Why most college basketball totals bettors are betting the wrong number (a backtest case study)
The setup
I ran a backtest across three CBB seasons comparing closing totals to a simple pace + efficiency model. The goal wasn't to find a magic number — it was to see where the market is systematically slow to adjust.
What the data showed
Early-season totals (first ~6 games) are the softest lines of the year. Books haven't seen enough possessions to calibrate pace for new rotations, transfers, and freshman minutes. Efficiency ratings are still mostly preseason priors.
Totals move slower than pace does. When a team's actual per-game possessions run meaningfully above or below their preseason pace projection for 3+ straight games, the total often lags the adjustment by 1-2 games. That lag is where a backtested, rules-based approach can find repeatable edges — not because you're smarter than the market, but because you're checking pace deltas every single day and the line-setters are triaging hundreds of games at once.

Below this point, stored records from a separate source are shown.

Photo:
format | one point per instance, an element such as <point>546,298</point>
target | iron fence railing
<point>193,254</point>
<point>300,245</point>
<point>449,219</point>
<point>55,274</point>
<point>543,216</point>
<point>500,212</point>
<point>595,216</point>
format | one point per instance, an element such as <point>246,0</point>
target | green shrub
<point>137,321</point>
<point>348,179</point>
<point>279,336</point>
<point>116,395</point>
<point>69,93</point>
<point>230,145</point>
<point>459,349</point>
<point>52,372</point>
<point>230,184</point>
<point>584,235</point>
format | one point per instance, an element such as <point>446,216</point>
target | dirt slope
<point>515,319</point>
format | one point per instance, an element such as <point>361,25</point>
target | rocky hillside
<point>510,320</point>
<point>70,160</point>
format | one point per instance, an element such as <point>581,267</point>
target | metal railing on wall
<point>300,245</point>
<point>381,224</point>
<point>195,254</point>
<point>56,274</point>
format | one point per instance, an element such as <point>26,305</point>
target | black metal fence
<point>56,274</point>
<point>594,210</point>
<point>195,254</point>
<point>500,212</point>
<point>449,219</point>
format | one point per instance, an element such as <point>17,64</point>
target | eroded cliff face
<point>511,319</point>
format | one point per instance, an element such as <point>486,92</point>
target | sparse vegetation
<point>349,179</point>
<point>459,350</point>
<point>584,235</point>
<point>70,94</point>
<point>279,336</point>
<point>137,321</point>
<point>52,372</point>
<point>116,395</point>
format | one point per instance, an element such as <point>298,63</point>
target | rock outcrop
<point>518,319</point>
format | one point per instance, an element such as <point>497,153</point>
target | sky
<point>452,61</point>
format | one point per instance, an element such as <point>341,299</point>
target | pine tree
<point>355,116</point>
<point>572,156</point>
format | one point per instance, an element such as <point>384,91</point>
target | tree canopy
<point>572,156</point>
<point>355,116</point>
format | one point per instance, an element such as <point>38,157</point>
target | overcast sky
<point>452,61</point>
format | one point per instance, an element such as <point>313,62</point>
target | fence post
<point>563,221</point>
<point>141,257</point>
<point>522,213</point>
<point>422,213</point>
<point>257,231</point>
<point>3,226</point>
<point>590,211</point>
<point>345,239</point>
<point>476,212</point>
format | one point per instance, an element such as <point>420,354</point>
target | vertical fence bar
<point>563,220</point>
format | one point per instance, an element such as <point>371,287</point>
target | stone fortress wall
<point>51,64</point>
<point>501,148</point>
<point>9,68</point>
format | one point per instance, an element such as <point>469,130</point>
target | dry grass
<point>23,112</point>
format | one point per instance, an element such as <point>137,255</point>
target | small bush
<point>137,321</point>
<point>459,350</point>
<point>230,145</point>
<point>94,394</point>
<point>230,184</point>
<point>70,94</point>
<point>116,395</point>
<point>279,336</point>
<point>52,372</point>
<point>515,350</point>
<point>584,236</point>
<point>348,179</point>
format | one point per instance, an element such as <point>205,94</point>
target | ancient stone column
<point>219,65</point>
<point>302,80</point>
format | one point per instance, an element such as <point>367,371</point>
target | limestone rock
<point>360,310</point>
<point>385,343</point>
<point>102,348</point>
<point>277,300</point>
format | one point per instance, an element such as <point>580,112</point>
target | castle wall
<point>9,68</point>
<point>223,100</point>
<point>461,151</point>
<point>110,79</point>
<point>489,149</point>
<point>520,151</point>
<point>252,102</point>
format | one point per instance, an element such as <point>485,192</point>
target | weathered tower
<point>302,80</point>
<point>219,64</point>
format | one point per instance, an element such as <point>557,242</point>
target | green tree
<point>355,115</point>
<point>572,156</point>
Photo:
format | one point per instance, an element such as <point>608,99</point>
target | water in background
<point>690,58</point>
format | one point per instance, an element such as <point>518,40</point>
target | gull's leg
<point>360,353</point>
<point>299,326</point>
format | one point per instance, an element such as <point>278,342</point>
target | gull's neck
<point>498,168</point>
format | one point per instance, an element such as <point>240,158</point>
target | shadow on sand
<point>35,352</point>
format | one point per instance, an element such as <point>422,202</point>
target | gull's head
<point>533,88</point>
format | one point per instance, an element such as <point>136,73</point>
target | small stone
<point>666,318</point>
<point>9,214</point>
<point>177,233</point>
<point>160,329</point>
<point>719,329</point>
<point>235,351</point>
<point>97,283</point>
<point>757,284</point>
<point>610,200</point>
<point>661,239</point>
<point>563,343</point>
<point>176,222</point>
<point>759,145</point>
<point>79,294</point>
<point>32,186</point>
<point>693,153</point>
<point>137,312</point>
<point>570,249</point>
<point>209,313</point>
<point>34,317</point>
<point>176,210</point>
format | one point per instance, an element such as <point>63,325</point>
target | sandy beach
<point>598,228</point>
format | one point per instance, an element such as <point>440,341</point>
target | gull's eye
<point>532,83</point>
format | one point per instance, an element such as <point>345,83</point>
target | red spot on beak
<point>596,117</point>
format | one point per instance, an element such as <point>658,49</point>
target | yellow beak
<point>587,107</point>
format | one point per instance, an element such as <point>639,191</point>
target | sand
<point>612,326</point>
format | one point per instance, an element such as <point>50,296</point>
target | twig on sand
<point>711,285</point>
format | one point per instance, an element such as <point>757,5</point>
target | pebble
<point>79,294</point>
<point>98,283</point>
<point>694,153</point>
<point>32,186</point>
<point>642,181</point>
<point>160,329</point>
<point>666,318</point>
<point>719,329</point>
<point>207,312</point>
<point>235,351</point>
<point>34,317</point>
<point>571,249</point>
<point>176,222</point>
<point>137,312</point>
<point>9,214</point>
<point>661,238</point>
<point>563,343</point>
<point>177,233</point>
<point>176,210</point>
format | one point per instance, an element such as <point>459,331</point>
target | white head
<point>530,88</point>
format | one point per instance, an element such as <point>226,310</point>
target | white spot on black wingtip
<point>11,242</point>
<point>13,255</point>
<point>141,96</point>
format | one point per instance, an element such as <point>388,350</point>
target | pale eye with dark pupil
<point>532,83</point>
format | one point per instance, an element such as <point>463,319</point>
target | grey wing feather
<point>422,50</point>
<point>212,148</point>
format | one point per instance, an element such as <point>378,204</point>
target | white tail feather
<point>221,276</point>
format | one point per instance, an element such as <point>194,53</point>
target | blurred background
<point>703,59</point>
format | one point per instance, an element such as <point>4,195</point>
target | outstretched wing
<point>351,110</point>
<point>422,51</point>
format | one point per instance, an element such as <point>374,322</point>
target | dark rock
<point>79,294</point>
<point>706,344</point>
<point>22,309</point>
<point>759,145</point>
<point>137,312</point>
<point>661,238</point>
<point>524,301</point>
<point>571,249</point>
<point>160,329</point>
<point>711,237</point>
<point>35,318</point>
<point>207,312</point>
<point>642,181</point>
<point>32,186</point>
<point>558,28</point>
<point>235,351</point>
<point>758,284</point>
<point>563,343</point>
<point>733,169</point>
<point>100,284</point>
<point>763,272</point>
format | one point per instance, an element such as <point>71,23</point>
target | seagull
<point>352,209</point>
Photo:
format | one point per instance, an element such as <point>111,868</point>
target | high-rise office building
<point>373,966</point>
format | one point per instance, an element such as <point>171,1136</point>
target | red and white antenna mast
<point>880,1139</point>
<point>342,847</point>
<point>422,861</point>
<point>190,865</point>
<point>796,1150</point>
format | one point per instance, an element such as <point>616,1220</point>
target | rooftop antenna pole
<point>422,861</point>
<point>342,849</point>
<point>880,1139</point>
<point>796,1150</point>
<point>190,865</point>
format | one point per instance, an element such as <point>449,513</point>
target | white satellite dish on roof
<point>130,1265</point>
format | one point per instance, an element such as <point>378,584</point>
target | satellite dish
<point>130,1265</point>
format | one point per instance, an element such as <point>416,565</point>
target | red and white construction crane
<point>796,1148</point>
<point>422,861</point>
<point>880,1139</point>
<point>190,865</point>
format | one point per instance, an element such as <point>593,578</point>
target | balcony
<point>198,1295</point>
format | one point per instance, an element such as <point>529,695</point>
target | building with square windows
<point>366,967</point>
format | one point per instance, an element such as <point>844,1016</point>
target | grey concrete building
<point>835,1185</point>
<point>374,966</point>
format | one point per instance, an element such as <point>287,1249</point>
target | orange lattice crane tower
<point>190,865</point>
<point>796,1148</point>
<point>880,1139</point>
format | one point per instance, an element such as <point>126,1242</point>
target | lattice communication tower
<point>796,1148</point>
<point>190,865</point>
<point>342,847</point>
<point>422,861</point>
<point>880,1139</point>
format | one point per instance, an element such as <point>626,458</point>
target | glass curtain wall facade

Conference-only stretches distort efficiency numbers. Teams that played a soft or brutal non-conference schedule get mispriced for the first 2-3 conference games until results catch the model up.
The mistake most bettors make
Betting totals off "gut feel" for pace ("this team plays fast") instead of tracking actual possessions-per-40 over a rolling window. Vibes-based pace reads are wrong more often than people think — a team can feel fast because of a few highlight possessions while their actual tempo is middle-of-the-pack.
Takeaway
If you're serious about totals, build a simple rolling-average pace tracker per team (last 5 games weighted higher than season average) and diff it against the market's implied pace from the total itself. The gap is your signal — not a certainty, but a real, repeatable edge worth tracking systematically instead of picking games one at a time.
Happy to answer questions on methodology in the comments.